The other two floors were awarded because Seagate guaranteed it would offer 23 units at rates affordable by low- and lower-income tenants (respectively those earning 81 percent and 50 percent or less of the Oakland metropolitan area median income). 

The development by Seagate Properties, Inc., of San Rafael would rival the Gaia Building as the tallest structure built in the city in recent decades. 

City Manager Phil Kamlarz and staff had been working with the developer Darrell de Tienne for more than two-and-a-half years before the project was first unveiled publicly at a meeting of the Civic Arts Commission Feb. 25. 

Though the commission voted to endorse the project, members voiced frustration at receiving the plans only two days before their scheduled vote. The proposal went before the commission to receive their blessing on the cultural density bonus. 

Two commissioners, Bonnie Hughes and Jos Sances, dissented, saying they were reluctant to hand control over one of the largest performance spaces in the city to a well-funded group at a time when other organizations are struggling to find performance venues.  

Under their lease with Seagate, Berkeley Rep is obligated to hold its own public performances in the building 48 days a year and to make the space available to other non-profit arts groups for another 52 days a year and submit annual documentation that they are fulfilling their obligation. 

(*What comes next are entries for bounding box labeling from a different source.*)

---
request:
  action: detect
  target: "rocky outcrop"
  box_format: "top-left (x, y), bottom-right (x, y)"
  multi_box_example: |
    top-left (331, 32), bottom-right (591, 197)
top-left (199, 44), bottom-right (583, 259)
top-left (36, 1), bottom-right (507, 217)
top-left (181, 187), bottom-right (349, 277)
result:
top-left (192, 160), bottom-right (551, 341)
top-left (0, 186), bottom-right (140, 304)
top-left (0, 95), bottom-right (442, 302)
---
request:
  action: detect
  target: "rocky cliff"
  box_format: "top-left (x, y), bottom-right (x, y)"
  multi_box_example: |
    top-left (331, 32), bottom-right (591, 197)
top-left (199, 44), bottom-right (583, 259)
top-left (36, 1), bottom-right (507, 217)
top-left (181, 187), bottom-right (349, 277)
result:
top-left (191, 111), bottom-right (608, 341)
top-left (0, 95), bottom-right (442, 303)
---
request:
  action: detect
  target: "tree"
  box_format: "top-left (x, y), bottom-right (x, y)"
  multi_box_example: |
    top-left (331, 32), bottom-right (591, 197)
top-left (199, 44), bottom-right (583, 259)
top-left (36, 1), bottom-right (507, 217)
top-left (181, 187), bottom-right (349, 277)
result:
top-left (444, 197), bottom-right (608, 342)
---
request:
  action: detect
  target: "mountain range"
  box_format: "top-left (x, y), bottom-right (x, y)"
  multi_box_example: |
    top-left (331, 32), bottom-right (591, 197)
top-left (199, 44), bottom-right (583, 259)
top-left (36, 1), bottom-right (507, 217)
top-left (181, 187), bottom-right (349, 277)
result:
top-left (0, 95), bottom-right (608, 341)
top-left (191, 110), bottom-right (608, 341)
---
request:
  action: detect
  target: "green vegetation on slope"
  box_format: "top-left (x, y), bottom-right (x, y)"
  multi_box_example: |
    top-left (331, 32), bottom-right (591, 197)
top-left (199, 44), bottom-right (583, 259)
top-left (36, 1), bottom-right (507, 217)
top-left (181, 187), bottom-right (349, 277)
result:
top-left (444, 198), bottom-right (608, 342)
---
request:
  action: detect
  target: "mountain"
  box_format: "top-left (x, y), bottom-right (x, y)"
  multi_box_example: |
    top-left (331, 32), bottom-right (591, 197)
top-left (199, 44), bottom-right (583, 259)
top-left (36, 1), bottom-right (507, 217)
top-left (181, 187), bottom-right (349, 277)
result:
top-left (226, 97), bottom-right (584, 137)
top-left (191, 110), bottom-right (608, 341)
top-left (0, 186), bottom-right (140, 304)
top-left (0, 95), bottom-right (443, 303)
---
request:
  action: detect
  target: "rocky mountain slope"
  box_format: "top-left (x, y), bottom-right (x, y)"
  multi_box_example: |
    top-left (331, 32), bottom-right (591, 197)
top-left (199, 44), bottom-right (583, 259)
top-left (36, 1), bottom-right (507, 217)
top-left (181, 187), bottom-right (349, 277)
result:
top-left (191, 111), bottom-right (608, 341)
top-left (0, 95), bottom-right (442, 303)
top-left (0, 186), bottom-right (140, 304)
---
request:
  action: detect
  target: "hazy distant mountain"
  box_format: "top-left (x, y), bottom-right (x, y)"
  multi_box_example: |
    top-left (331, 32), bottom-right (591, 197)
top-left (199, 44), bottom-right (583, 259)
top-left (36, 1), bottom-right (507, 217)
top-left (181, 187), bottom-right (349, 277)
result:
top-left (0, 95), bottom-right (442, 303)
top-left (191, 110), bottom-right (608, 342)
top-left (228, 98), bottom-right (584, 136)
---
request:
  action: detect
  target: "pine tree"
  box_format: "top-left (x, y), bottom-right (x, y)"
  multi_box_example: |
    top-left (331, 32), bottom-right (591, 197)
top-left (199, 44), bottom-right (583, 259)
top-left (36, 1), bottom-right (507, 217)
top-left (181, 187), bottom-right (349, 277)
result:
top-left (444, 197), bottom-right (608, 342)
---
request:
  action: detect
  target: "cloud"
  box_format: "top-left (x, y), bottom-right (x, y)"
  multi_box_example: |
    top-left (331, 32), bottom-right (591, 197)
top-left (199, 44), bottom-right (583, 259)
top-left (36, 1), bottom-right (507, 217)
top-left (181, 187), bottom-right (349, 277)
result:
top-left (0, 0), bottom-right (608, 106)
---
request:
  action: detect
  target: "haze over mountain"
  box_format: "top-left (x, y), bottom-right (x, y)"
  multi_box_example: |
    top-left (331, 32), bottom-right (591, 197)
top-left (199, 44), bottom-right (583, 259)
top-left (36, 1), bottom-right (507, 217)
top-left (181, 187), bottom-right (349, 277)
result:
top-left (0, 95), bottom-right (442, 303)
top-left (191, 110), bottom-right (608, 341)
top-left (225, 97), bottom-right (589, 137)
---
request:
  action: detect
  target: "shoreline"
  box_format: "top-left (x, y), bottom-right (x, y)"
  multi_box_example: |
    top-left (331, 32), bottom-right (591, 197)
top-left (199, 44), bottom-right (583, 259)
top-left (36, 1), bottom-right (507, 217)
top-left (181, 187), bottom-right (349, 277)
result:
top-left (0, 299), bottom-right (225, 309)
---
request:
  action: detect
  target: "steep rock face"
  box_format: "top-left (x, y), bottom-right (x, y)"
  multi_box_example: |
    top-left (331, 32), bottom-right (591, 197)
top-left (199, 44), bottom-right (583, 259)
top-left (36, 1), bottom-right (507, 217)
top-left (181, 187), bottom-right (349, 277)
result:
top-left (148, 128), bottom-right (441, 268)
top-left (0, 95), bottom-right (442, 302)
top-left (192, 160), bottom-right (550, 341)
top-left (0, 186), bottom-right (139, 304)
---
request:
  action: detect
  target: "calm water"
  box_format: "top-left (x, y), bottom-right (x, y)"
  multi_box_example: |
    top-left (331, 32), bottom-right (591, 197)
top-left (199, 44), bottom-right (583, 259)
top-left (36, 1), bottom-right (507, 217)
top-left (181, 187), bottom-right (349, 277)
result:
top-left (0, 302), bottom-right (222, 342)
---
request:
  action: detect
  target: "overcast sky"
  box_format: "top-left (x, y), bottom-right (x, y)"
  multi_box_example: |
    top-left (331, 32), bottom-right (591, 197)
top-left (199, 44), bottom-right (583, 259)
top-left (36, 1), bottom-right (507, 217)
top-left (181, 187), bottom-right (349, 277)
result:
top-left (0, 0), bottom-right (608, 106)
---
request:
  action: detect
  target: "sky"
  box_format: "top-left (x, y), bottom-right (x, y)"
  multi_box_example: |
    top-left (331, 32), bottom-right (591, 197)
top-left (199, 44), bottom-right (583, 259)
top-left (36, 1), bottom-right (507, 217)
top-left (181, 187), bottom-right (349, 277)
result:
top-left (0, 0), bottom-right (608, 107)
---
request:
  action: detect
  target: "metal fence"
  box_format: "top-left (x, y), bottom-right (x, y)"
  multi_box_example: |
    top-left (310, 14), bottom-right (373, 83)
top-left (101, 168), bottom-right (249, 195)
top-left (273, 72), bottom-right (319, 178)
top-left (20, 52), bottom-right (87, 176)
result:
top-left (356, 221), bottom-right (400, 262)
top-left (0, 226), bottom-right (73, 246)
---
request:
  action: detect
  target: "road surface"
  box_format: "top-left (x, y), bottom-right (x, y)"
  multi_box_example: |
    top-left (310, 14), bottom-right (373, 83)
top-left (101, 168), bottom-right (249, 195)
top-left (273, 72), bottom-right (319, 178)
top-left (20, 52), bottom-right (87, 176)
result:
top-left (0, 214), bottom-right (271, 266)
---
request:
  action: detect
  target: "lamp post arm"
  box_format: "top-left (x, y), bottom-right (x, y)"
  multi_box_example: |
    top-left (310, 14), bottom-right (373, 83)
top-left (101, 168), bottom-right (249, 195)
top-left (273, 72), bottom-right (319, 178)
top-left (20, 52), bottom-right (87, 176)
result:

Berkeley Rep will bill the nonprofits according to a fixed schedule, 26 days billed at actual operating costs excluding rent, one fourth at half actual costs excluding rent and the remainder at a quarter of costs excluding rental.  

Project developer Seagate is a privately held five-member partnership with extensive real estate holdings in the Bay Area and apartments in Colorado. Berkeley holdings listed on their website include the 12-story Wells Fargo Building at 2149 Shattuck Ave. (site of their local office), and structures at 1950 and 2039-2040 Addison St., 2055 Center St. (slated for demolition to build the 9-story building) and 1918 and 1936 University Ave. 

The proposed Mitigated Negative Declaration calls for approval if the developer fulfills a list of requirements, including providing housing and space required for the cultural and low-income housing bonuses, minimizing noise, dust and other impacts during construction, and installing 74 bicycle stalls for residents and another eight for shoppers and users of the Berkeley Rep space. 

The city’s proposal also requires the developer to pay $15,000 toward construction of a downtown Berkeley BART bike facility and another $15,000 to upgrade traffic signals at both ends of the block. 

A similar traffic signal fee is being imposed on the new Vista College Building rising just across Center Street from the Seagate site.